Seule une profonde méconnaissance de ce que l’ensemble du peuple palestinien a souffert depuis 1948 – ou une mauvaise foi totale – peut conduire à la répétition aussi efficace que mensongère du « droit d’Israël à se défendre », formule protectrice de tout crime commis par l’État juif, véritable fléau qui prolifère avec le soutien de ses complices politiques et médiatiques, répandant le deuil et effaçant tout espoir de justice et, par conséquent, de paix digne.
Et au moment où j’écris, je reçois un appel téléphonique de Khan Younis, c’est le dir. Basheer, un cardiologue qui, il y a quatre ans, m’a fièrement emmené admirer sa culture de fraises à Jabalia. Il ne reste plus rien, me dit-il, pas même la maison, ni le centre clinique où il travaillait. Lui, sa famille et d’autres amis communs ont exécuté l’ordre d’évacuation vers le sud et campent maintenant à Khan Younis mais, me dit-il, « ils bombardent ici aussi ». Puis, avant de vous dire au revoir, il ajoute : « J’espère vous voir, être encore en vie, quand vous pourrez retourner à Gaza. Mais vous ne reconnaîtrez pas Gaza, il n’y a plus rien. Oui, il espère me voir quand je retournerai à Gaza, s’il est encore en vie, mais il m’avertit que je ne reconnaîtrai rien, parce qu’il n’y a plus rien à Gaza.

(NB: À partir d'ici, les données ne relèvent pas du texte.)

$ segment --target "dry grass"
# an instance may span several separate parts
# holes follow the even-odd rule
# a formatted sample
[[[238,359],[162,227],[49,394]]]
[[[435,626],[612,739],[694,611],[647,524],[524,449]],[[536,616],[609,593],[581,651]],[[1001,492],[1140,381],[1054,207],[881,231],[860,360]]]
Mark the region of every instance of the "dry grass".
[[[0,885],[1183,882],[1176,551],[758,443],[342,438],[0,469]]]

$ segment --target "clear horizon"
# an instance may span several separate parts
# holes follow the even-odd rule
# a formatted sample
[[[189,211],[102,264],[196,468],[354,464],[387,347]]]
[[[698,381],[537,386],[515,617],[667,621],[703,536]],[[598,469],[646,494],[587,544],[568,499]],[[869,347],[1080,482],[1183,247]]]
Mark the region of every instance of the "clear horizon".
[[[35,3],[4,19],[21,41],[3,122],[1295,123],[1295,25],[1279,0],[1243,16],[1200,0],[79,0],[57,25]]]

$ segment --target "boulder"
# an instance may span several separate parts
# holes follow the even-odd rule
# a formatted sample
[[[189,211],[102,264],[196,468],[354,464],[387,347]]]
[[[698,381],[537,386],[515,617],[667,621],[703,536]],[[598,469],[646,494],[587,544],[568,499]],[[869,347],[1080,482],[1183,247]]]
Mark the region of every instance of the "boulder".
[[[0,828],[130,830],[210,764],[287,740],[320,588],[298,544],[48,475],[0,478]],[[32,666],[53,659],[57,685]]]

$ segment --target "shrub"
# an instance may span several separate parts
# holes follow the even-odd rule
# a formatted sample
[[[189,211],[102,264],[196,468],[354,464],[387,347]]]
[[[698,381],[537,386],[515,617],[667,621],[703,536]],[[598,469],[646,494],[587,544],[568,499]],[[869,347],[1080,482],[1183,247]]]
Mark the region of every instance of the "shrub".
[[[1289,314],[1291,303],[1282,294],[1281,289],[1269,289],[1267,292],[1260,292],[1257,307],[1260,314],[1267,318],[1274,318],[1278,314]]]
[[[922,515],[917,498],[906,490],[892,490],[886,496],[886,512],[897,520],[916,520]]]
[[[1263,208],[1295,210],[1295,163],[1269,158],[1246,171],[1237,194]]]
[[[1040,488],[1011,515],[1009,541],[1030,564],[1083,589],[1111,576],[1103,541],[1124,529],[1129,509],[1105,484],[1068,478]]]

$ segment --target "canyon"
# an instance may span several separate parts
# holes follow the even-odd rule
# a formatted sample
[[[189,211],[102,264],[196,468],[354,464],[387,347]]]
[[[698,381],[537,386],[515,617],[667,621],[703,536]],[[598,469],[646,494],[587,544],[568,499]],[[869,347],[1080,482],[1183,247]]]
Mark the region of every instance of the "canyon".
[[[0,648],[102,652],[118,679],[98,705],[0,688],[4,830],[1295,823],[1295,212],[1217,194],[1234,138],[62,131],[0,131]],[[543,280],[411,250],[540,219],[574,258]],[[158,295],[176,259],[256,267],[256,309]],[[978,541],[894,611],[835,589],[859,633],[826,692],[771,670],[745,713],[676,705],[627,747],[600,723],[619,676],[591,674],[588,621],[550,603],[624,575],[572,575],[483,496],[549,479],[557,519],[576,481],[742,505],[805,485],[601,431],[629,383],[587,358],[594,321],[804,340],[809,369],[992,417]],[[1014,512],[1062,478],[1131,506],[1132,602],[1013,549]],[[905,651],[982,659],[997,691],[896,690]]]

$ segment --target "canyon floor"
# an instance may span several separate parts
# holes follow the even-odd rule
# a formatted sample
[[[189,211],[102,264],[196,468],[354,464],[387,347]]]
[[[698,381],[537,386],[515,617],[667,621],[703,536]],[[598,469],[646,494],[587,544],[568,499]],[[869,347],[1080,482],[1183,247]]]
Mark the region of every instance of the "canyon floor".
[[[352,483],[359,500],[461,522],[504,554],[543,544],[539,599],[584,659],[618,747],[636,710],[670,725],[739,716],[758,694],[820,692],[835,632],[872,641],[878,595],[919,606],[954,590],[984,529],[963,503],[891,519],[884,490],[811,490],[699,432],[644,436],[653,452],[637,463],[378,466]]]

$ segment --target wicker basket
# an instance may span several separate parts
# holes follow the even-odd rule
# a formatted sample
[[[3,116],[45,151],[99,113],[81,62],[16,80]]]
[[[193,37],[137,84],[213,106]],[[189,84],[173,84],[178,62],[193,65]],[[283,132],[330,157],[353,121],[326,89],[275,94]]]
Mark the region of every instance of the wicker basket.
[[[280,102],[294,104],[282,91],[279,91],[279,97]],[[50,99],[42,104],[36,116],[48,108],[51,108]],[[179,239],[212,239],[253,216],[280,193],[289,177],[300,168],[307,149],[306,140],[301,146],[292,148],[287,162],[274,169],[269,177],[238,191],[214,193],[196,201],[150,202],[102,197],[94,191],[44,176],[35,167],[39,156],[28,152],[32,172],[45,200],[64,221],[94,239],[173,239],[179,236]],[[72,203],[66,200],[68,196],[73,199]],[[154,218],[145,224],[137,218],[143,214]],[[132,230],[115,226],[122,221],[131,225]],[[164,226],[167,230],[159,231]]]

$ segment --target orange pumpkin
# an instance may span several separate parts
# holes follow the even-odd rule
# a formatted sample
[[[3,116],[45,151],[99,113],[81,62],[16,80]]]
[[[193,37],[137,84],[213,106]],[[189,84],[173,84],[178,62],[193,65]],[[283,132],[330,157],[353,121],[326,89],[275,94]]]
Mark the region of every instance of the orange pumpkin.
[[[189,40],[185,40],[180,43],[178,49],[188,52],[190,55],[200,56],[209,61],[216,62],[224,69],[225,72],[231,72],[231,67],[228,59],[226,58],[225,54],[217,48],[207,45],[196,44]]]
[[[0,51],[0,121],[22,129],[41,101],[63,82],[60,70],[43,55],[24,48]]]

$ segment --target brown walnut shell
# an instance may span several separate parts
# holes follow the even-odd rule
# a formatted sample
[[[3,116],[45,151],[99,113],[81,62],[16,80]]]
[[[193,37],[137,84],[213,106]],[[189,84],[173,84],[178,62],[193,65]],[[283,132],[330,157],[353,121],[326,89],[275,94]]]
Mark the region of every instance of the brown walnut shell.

Des mots qui me serrent le cœur et me rappellent la photo du garçon avec le petit corps blanc dans les bras et les mots de la mère de Cécile qui, en accouchant de sa petite fille, savait que la peste l’emporterait aussi. Aujourd’hui, la peste a été vaincue, alors l’anarchie et la criminalité manifestes d’Israël peuvent également être vaincues. Beaucoup de Juifs dans le monde et en Israël même, ainsi que les Palestiniens, c’est exactement ce qu’ils veulent. Ce n’est qu’à ce moment-là que la résistance palestinienne n’aura plus à compter ses morts ni à avoir aucune raison de le faire.